Chiquita, one of the world’s largest banana producers, has been ordered to pay a total of $38.3 million to the families of eight victims of the AUC, which was a far-right paramilitary group that was designated a terrorist organization by the US. The group disbanded in 2006, according to Stanford University’s Mapping Militants Project.

In an amended Florida lawsuit, which was filed in 2008, the plaintiffs alleged payments from Chiquita to the AUC propped up the paramilitary group’s violence in Colombia and that the company should be held liable for the group’s murders.

In a statement to CNN, Chiquita said it planned to appeal to jury’s verdict.

“The situation in Colombia was tragic for so many, including those directly affected by the violence there, and our thoughts remain with them and their families.

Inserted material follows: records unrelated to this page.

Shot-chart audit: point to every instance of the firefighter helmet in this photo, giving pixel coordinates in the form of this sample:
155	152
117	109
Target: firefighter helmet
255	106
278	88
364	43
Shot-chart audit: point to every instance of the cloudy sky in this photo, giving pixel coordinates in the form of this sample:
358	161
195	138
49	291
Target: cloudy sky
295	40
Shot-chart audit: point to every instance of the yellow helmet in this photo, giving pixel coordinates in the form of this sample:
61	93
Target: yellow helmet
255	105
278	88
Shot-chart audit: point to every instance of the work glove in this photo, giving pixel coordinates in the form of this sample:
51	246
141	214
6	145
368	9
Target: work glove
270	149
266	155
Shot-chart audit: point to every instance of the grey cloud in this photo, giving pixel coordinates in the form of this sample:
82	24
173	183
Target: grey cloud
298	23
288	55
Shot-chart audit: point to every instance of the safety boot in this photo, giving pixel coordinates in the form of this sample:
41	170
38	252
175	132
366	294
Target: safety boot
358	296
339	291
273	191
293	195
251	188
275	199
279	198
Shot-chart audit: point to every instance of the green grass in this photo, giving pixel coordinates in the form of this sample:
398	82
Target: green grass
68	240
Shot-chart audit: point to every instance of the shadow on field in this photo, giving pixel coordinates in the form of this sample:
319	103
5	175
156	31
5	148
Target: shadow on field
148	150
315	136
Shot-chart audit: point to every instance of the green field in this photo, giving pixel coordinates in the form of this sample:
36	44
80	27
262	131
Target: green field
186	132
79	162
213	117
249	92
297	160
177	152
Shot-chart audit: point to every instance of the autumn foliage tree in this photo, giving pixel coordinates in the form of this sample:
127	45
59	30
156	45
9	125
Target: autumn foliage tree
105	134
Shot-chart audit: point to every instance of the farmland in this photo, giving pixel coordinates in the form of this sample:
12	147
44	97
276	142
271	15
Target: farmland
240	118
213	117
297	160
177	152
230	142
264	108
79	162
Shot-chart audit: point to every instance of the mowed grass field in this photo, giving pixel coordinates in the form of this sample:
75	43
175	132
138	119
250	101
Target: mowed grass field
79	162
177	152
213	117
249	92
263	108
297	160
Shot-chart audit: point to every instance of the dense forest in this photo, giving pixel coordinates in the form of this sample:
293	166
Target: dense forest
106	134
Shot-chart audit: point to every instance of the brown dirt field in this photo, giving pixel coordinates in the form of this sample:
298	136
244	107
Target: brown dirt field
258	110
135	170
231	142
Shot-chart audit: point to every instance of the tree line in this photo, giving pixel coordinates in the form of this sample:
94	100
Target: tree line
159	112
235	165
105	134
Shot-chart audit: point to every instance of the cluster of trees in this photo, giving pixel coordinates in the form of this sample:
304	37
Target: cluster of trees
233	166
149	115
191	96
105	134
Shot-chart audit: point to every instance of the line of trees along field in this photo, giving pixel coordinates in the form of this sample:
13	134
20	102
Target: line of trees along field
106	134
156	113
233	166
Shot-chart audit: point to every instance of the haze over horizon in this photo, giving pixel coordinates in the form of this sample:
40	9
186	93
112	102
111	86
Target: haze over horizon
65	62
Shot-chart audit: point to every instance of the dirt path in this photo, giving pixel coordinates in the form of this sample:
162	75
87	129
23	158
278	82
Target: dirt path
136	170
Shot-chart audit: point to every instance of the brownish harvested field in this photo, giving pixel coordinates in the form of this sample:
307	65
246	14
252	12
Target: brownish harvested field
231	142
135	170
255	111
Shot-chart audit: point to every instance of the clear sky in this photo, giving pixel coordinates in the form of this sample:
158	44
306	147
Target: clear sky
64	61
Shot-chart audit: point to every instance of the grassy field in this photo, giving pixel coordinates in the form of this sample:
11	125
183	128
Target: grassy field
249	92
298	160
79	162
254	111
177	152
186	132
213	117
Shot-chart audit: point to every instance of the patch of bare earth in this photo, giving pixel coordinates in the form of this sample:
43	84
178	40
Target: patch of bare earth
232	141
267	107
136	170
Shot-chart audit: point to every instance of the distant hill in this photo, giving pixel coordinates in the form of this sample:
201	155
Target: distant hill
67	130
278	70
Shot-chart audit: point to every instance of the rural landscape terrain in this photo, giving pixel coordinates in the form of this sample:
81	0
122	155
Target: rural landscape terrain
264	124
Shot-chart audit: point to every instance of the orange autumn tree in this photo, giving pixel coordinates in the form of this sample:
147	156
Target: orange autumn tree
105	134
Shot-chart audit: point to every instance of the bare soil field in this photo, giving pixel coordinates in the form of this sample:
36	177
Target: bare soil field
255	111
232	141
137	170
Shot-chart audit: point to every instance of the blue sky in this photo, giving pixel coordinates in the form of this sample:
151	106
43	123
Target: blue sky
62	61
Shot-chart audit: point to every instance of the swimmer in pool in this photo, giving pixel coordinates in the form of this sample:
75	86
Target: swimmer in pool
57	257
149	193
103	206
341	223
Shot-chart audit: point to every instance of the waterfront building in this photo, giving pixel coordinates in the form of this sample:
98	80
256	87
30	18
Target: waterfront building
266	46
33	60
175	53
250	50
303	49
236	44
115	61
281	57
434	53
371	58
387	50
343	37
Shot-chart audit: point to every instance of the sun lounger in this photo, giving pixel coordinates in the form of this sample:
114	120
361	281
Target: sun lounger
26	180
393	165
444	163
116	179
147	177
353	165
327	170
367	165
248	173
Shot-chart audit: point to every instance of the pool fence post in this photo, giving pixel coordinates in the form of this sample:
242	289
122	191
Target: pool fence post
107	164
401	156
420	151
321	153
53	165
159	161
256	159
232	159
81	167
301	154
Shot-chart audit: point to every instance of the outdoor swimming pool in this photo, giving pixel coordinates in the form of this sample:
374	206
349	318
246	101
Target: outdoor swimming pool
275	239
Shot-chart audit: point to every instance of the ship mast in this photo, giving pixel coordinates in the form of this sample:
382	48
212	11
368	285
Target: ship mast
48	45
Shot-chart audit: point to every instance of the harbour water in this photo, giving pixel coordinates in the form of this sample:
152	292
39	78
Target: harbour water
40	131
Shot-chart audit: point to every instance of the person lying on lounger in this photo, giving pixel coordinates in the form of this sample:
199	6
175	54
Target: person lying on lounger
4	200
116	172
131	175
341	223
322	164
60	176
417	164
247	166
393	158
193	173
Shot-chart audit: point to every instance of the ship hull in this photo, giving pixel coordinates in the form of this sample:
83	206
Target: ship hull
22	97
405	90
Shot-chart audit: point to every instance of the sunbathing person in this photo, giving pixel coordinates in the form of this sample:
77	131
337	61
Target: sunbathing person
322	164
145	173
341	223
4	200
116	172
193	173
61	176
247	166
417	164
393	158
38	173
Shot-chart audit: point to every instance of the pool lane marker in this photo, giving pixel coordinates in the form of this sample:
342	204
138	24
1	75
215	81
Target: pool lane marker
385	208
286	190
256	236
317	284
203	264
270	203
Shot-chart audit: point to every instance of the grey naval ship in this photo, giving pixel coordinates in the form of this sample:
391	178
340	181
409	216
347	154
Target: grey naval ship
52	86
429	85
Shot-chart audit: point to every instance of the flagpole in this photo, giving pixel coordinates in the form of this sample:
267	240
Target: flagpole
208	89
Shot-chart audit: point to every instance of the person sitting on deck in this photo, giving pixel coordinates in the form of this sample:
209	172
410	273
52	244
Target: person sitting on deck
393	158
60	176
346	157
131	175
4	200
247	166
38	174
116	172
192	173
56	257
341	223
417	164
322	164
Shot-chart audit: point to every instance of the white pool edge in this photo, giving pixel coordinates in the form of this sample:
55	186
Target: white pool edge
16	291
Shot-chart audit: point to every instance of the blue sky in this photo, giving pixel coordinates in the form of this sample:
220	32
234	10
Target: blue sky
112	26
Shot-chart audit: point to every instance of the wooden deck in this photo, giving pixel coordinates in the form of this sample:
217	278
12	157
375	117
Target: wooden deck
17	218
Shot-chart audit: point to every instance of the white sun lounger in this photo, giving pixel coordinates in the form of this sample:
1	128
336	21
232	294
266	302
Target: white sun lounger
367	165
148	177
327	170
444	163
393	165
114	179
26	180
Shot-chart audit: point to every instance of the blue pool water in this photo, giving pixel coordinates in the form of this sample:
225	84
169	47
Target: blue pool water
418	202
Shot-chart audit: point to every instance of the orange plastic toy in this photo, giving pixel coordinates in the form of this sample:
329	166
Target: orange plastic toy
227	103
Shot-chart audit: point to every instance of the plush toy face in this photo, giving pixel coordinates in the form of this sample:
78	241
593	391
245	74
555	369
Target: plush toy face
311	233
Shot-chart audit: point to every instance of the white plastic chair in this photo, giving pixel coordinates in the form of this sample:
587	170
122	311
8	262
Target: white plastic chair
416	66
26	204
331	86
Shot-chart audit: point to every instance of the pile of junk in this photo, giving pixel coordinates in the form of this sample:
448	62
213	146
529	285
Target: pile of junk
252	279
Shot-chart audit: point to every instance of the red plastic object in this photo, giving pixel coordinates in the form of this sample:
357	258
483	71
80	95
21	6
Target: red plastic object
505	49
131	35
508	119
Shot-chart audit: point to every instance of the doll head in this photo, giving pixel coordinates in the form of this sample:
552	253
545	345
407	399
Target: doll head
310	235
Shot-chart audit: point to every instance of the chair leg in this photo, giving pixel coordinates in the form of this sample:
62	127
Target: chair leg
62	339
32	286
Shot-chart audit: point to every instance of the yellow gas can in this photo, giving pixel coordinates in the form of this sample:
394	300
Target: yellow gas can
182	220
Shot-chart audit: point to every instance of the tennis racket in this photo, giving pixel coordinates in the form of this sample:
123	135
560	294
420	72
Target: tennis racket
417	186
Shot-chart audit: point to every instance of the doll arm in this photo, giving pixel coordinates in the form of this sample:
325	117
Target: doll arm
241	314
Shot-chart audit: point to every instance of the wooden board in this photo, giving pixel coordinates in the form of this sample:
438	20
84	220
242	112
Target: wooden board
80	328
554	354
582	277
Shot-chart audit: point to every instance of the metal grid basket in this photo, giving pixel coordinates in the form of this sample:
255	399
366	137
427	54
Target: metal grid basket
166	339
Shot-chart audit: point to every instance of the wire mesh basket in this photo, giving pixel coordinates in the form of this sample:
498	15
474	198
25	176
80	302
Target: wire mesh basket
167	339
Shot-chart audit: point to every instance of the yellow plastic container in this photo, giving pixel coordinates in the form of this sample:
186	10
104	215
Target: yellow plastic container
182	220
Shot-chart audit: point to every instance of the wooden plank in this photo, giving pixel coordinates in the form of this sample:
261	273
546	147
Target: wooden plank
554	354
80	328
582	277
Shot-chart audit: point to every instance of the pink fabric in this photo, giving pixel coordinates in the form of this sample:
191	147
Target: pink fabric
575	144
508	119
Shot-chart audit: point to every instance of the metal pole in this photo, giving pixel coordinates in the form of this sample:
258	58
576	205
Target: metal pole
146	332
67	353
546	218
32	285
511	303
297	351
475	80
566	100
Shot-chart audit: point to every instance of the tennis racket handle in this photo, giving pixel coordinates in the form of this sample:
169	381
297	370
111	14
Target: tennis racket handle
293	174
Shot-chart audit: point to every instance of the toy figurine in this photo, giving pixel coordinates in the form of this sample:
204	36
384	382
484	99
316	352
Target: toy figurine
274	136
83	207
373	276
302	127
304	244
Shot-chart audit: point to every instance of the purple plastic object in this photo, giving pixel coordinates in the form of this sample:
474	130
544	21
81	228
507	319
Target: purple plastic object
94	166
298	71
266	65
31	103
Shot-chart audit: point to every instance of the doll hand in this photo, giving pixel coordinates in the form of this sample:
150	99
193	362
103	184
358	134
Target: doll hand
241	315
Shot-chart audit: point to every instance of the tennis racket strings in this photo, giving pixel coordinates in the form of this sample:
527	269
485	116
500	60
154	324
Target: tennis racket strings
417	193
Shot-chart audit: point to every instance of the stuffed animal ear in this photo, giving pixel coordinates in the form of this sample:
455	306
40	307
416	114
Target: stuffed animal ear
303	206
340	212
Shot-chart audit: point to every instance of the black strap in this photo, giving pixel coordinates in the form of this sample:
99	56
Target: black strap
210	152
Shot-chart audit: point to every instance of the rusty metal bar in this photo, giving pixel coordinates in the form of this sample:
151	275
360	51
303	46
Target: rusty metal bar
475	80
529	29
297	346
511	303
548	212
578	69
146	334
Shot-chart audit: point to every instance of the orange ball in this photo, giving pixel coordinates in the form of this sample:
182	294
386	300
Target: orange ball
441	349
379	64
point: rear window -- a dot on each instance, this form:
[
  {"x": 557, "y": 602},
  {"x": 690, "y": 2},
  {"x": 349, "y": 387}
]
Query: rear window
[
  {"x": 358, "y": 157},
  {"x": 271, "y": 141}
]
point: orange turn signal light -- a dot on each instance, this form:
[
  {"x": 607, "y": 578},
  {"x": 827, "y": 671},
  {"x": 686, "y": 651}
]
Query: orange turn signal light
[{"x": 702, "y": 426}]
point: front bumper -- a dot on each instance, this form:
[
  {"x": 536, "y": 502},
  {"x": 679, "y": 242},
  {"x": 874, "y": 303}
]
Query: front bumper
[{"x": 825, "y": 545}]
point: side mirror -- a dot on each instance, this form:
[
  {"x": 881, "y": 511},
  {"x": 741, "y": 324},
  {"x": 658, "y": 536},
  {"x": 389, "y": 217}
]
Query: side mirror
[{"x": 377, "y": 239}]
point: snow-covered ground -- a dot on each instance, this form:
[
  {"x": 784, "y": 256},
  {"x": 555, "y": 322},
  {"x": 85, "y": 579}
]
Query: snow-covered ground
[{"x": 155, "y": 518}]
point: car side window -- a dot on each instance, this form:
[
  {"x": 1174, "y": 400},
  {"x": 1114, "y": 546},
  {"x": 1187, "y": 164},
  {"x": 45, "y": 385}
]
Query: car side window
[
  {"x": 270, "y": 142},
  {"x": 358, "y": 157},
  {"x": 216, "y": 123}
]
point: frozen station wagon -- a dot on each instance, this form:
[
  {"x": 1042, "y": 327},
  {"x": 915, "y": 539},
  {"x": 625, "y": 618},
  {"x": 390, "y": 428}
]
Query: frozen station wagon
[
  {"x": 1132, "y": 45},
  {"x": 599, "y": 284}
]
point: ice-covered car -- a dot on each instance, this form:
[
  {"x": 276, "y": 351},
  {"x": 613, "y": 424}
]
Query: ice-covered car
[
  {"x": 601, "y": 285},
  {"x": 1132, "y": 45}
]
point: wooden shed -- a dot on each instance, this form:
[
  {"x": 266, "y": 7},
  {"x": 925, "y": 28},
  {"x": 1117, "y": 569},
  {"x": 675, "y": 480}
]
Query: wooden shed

However, that does not change our belief that there is no legal basis for these claims,” the company’s statement said. “While we are disappointed by the decision, we remain confident that our legal position will ultimately prevail.”

In 2007, Chiquita pleaded guilty to making over 100 payments to the AUC totaling over $1.7 million despite the group being designated a terrorist organization. Chiquita recorded the AUC payments as “security services,” though the company never received any actual services from these payments, according to a US Justice Department press release from the time. The company agreed to pay the US government a $25 million fine, the US said in its release.

An unnamed company executive had told the Justice Department that the payments had been made under the threat of violence, according to the release. However, the Florida jury ruled that Chiquita failed to “act as a reasonable businessperson would have acted under the circumstances.”